"How do I"
know if an email or call from the Federal Reserve is legit?
The Federal Reserve does not directly contact consumers, and you should be suspicious of any unexpected email message claiming that the Federal Reserve is holding money owed to you. The Federal Reserve does not maintain accounts or hold funds for individual consumers. Do not click on any links contained in these types of emails and delete them immediately.

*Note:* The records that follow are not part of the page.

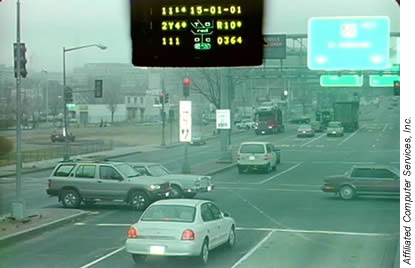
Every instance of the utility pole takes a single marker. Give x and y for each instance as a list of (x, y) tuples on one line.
[(18, 207)]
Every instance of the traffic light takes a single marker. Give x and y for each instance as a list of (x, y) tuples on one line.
[(186, 87), (67, 95), (396, 88), (98, 89), (21, 59)]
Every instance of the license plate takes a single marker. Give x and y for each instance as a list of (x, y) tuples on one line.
[(157, 250)]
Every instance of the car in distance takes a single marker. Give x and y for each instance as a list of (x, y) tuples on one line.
[(335, 129), (90, 181), (245, 124), (180, 227), (182, 185), (305, 131), (258, 155), (364, 180)]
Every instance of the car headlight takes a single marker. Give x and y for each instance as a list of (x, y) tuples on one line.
[(154, 186)]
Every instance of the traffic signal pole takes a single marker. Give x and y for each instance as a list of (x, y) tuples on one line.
[(18, 207)]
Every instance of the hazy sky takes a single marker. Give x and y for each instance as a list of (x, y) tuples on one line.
[(48, 25)]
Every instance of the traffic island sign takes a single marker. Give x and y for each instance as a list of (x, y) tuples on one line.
[(348, 43)]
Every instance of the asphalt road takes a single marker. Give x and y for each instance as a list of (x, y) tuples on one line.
[(283, 218)]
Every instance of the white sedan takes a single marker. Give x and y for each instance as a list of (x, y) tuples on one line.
[(180, 227)]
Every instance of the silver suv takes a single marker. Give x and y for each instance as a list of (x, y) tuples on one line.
[(79, 181), (258, 155)]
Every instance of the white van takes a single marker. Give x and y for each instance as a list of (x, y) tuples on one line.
[(258, 155)]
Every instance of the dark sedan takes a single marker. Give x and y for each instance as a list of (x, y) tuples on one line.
[(364, 180)]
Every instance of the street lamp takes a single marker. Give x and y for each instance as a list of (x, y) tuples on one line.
[(65, 117)]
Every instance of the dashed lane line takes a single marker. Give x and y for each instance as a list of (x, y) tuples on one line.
[(279, 174)]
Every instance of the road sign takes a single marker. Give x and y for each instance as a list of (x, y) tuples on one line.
[(185, 121), (385, 80), (348, 43), (223, 119), (341, 81), (275, 46)]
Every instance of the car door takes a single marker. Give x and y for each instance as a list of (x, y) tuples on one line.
[(110, 183), (210, 225)]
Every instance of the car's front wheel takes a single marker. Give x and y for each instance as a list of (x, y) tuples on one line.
[(347, 192), (139, 200), (70, 198)]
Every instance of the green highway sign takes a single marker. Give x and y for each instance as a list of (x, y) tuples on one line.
[(341, 81)]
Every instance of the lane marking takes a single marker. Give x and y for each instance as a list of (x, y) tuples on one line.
[(319, 137), (348, 138), (312, 231), (103, 257), (279, 174), (249, 253)]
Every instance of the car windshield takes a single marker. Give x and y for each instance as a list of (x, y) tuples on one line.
[(127, 170), (157, 170), (169, 213), (252, 148)]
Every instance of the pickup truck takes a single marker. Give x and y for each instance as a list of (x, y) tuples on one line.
[(88, 181)]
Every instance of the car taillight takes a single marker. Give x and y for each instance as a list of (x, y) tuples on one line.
[(188, 235), (132, 233)]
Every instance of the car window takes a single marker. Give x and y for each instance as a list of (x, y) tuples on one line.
[(85, 171), (252, 148), (215, 211), (206, 213), (108, 173), (64, 170)]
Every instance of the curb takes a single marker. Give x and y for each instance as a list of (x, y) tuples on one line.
[(12, 238)]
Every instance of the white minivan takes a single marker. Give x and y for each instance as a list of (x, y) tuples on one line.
[(258, 155)]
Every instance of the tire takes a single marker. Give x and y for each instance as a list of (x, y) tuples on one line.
[(231, 238), (138, 258), (346, 192), (70, 198), (189, 195), (139, 200), (204, 253), (176, 191)]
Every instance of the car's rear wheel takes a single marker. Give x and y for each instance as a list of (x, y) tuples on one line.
[(139, 200), (70, 198), (138, 258), (176, 192), (347, 192)]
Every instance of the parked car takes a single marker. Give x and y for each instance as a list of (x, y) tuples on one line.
[(197, 140), (364, 180), (258, 155), (245, 124), (61, 138), (335, 129), (305, 131), (89, 181), (182, 185), (180, 227), (316, 126)]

The Federal Reserve Board regularly monitors fraudulent solicitations and communications that purport to involve or be approved by Federal Reserve officials. In addition to emails, these scams can come in the form of letters and phone calls seeking your personally identifiable information that is later used to commit fraud or theft. You should verify the legitimacy of service providers before providing personal financial information or entering into a business transaction. If you suspect your information has already been compromised, contact your financial institution and local law enforcement officials immediately. To file a complaint about a suspected fraudulent email, contact the Federal Bureau of Investigation's Internet Crime Complaint Center at www.ic3.gov.
file a complaint?
First, try to settle the problem directly with your bank or financial institution. This may involve contacting senior bank management or the bank's customer service department. If you cannot resolve the problem with your bank, you should file a complaint online with Federal Reserve Consumer Help.
get answers to other questions?
dispute an error on my credit report?
You may dispute an error on your credit report by contacting either the credit reporting company or the company that provided information about you. The Consumer Financial Protection Bureau provides tips about what to submit with your dispute, contact information for the nationwide credit reporting companies, and options about what to do if your dispute is not resolved to your satisfaction.
get help if I cannot make my mortgage payments?
If you are having trouble making your mortgage payments, one of the most important things you can do is call your bank or mortgage company and ask for help. The federal banking agencies encourage banks and financial institutions to work with consumers who may be unable to make their payments on their home loans. In addition, mortgage crisis and foreclosure prevention help is available through free Department of Housing and Urban Development (HUD) housing counselors. The Consumer Financial Protection Bureau's Mortgage Help site also has information you may find helpful. Finally, check our Foreclosure page for more resources.
get a loan, deposit account or grant from the Federal Reserve Bank?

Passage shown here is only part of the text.